In the second (No re-centering) workflow I described, the input map to local refinement is kept in the same position and orientation as that out of the upstream global refinement job. In other words, there are no spatial transformations of the particles or volume at all. It’s only in the first (Re-centering) workflow where the particles and volumes are transformed.
Isn’t that what having a fulcrum other than the center of the box does?
The default is the CoM of the mask, so my understanding was the two workflows should actually be extremely similar except for potentially the order of operations.
Recentering a local refinement is expected to be helpful because the error will be lower for a given angular sampling, and (in Relion) because it restores the assumption that origins are normally distributed around 0,0.
I was pretty sure about it because after I implemented the ideas from Sjors’ 2016 book chapter (which later became Relion Multi-Body) into pyem, I recall having a conversation with Ali about how local refinement in cryoSPARC ought to abstract all those steps for the user. The cumbersome pyem workflow producing the best local resolutions (for the two reasons I mentioned) looked like this:
subparticles.py --target=x,y,z ptcl.star ptcl_xyz.star
map.py --target=x,y,z vol.mrc vol_xyz.mrc
# Generate or transform ROI mask
# Projection subtraction using relion_project or pyem
# Validation of subtraction/transformation using relion_reconstruct
relion_refine ... # local searches only
subparticles.py --invert --transform=x,y,z run_data.star run_data_xyz_inv.star
map.py --invert --target=x,y,z run_class001.mrc run_class001_xyz_inv.mrc
One of the main issues with the pipeline is that it’s quite prone to user error, one needed to validate all the transformations or subtractions with reconstructions (of a subset, for speed). For a while back then it was the only way to crop smaller images after high-symmetry expansion, though. I wrote it for a friend working with a large D24 complex, without cropping his symmetry-expanded, subtracted stacks were several TB in size.
Yes exactly – the only difference is the codepath/implementation that is followed within local refinement. Internally local refinement does pose/shift composition with the supplied fulcrum to achieve this.

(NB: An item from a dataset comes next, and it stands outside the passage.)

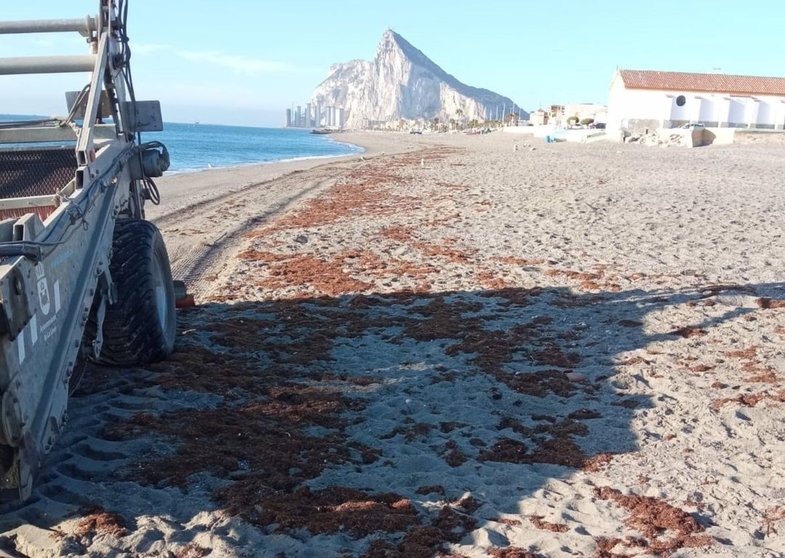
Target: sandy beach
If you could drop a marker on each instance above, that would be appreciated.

So any discrepancies between these two workflows is surprising/unintended – we’re trying to figure out why this may be. We do have datasets now that show the discrepancy, so we are able to go ahead and interrogate this example
Hi, I am working on the same workflow as you described above, but I encountered a different problem. My workflow is NU-Refine → VAT (Set a new center) → NU-Refine → Local refinement. But the fulcrum in local refinement doesn’t have the same coordinate as the new center. Instead, its coordinates are the same as those of the old center before VAT. Is there anything wrong with the workflow? Thanks in advance.

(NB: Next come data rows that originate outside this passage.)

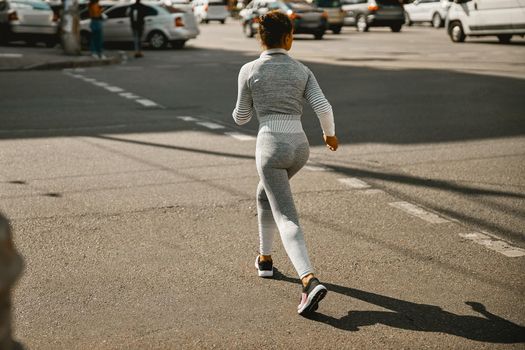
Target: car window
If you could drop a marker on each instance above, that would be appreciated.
(35, 5)
(328, 3)
(118, 12)
(388, 2)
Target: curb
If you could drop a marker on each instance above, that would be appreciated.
(66, 64)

This is a good question! The only modification to this workflow I would make is changing it to NU-Refine → VAT (Set a new center) → Local refinement. (I.e., cut out the second NU-refine). This is because NU-refine ignores the changes in initial particle alignments which VAT modifies, and it isn’t intended to be used as a next step after VAT. Could you try this modified workflow, and see if you obtain your expected result?
If this change doesn’t resolve things, could you confirm that the VAT job is supplied all three inputs (volume, mask, and particles), and check what mask are you using as input to the final local refinement, as well as the fulcrum parameters for the job?